On a surface level, the blessings and curses of Leviticus are about reward and punishment. You do good, and you get rewarded. But if you do evil, you get punishment. It seems fair and runs in line with human intuition. Indeed, this is why so many believe in a sort of works based salvation. However, if we dig a little deeper, we'll find that there is a message beneath the surface--one which moves beyond fairness and justice toward mercy; a message which brings a hope that defies all common sense: God will never reject His people.
This is a point that has been contested within the church. Christians of the various denominations take sides as to whether God still has a Covenant with Israel, whether God still has a plan for the Jewish people, and whether the physical descendants of Abraham even matter anymore. When God said after all Israel's backsliding, failures, and idolatry, "Yet for all that, when they are in the land of their enemies, I will not spurn hem, neither will I abhor them so as to destroy them utterly and break my covenant with them, for I am the LORD their God," (Lev. 26:44) was it forever? Was this promise unconditional? Was there an implied limit to the amount of rebellion God could take before He changed His mind?
In Romans 9-10, Paul takes up this argument. How could God break His Covenant and reject His people? How could He allow the Gentiles to take their place? Because, He is God, Paul argues, and He has the right to take His clay and make whatever He wills with it. As Jeremiah prophesied, when a nation that is promised blessing turns toward disobedience, God can reshape His intentions toward that nation just as the potter reshapes a clay vessel (Jer. 18:1-11). Similarly, Ezekiel proclaimed that if a righteous man turns toward wickedness, none of his righteous deeds will be remembered (Eze. 18). When Israel rejected the Messiah and refused to turn from their hypocrisy, they sealed their fate and earned themselves a place in exile. Blessing and cursing. Reward and punishment. This is what we read in the Torah portion this week.
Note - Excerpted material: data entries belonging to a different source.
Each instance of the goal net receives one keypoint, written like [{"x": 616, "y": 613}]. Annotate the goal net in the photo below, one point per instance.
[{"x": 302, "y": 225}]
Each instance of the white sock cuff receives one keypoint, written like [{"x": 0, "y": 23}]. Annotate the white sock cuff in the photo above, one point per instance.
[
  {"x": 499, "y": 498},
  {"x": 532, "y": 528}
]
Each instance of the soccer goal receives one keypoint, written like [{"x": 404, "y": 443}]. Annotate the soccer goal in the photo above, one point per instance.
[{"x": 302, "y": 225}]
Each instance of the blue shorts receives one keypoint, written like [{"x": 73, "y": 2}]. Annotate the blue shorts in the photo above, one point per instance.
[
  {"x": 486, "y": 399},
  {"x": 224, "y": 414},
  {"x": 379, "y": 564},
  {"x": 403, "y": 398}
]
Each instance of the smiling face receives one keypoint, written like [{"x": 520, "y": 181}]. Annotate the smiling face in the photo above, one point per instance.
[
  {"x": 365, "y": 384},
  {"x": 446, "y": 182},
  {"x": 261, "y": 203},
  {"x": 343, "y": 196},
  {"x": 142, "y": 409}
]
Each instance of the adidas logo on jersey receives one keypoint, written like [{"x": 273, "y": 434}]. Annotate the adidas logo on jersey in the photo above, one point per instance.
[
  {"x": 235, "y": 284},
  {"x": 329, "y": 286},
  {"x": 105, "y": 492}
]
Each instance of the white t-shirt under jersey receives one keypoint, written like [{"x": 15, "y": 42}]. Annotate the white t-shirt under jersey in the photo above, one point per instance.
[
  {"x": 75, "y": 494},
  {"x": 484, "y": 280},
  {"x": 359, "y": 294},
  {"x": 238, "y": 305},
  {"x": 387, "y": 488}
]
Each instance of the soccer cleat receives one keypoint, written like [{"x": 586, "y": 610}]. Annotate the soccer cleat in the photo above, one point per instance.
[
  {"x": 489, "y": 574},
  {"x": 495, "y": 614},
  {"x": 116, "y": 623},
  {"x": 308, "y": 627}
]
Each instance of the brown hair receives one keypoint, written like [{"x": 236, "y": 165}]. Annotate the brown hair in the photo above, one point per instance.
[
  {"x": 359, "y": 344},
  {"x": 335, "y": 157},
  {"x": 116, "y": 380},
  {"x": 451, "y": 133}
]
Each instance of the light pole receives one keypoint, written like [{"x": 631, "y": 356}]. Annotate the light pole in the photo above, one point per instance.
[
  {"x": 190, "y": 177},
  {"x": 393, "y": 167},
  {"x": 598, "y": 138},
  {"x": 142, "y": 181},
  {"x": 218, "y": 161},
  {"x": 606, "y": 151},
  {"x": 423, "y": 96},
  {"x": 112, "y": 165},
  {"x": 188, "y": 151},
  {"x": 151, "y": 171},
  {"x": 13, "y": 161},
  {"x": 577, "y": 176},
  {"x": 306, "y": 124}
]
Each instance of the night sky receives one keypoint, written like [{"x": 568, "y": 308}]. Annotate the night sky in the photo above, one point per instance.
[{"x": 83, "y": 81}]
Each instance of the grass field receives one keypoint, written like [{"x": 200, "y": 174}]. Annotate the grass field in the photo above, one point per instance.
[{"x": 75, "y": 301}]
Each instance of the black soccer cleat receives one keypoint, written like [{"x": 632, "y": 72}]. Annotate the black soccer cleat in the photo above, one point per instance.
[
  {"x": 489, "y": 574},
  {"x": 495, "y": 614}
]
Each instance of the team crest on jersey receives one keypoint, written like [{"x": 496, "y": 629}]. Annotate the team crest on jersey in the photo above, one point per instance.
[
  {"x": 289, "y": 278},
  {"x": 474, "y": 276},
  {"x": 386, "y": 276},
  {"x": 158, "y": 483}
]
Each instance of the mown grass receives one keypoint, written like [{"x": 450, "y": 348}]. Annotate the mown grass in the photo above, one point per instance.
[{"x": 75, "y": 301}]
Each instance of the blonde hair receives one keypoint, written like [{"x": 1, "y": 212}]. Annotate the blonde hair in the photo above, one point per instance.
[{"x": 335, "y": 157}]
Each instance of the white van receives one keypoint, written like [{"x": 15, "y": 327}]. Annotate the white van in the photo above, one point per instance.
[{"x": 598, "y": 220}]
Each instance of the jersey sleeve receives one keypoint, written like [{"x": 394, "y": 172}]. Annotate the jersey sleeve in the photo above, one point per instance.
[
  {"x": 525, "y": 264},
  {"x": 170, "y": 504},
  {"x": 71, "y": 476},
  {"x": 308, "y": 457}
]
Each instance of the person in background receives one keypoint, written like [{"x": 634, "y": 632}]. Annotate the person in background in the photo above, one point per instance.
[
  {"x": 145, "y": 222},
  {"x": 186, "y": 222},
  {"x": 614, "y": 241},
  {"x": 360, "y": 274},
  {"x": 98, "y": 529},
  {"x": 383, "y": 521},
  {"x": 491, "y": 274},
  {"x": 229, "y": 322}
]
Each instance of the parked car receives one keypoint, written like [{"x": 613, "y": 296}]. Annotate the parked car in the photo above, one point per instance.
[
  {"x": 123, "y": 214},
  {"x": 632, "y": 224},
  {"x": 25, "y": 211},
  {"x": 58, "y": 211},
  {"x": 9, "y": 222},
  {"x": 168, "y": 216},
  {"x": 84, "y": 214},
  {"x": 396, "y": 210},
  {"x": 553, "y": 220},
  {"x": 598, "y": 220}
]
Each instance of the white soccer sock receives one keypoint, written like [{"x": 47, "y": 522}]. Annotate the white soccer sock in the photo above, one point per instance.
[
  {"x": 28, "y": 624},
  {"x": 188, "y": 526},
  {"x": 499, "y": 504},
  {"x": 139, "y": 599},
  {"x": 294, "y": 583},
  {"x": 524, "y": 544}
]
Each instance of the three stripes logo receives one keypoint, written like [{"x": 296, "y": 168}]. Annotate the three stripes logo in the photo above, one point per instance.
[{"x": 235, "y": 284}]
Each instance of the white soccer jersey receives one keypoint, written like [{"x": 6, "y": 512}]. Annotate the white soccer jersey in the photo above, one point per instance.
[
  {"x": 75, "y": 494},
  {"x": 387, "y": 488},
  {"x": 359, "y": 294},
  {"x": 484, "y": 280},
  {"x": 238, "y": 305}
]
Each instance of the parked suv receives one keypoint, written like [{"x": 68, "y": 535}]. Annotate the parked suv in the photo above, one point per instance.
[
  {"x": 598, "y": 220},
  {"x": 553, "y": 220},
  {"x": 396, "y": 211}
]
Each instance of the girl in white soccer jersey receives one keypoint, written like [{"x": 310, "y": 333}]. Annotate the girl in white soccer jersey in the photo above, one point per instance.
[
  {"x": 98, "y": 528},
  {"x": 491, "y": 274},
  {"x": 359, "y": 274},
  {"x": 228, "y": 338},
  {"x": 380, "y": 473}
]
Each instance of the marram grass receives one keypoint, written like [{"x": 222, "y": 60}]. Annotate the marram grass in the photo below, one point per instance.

However, Paul goes on in Romans 11 to remind us of the shaky ground we stand on. Before we stand up and look down upon our Jewish brethren, we should remember that we were grafted in contrary to nature. We were "separated from Messiah, alienated from the commonwealth of Israel and strangers to the covenants of promise, having no hope and without God in the world" (Eph. 2:12). If the natural branches can be broken off, how much more so we who are strangers? If the covenant people have reason to fear and tremble, how much more so we who were pagans? Blessing and cursing. Reward and punishment. This is the law of the earth.
Finally, Paul comes to his conclusion. "And in this way all Israel will be saved...for the gifts and calling of God are irrevocable...for God has consigned all to disobedience, that He might have mercy on all." God has not rejected His people. After all this talk about branches being broken off, about Israel's stumbling, Paul comes back to the promise at the end of it all: "Yet for all that...I will not spurn them...for I am the LORD their God."
Notice that last phrase in the verse, "for I am the LORD their God." God has hinged this statement about covenant faithfulness on His very identity. His Name and His reputation is tied up in His promise to Israel. Thus, this debate becomes about more than just the future of the Jewish people (as important as that is). It becomes about the very character of God. Is He a God that keeps His promises? Is He truly long-suffering, merciful, and gracious? Is it true what the evangelicals say, that no sin is too great to separate us forever from the love of God?
When we look at how God views the Jewish people throughout Scripture into the present, we see a glimpse of how God views us. We are sinners, rebellious and backsliding. Idolaters. Liars. Slanderers. Squanderers. And yet, "while we were still sinners, Messiah died for us." He will never give up on us just as He still has not given up on the Jewish people. One day, all Israel will be saved. On that day, God will be known as the Faithful One. The God who is faithful to Israel will be faithful to us as well.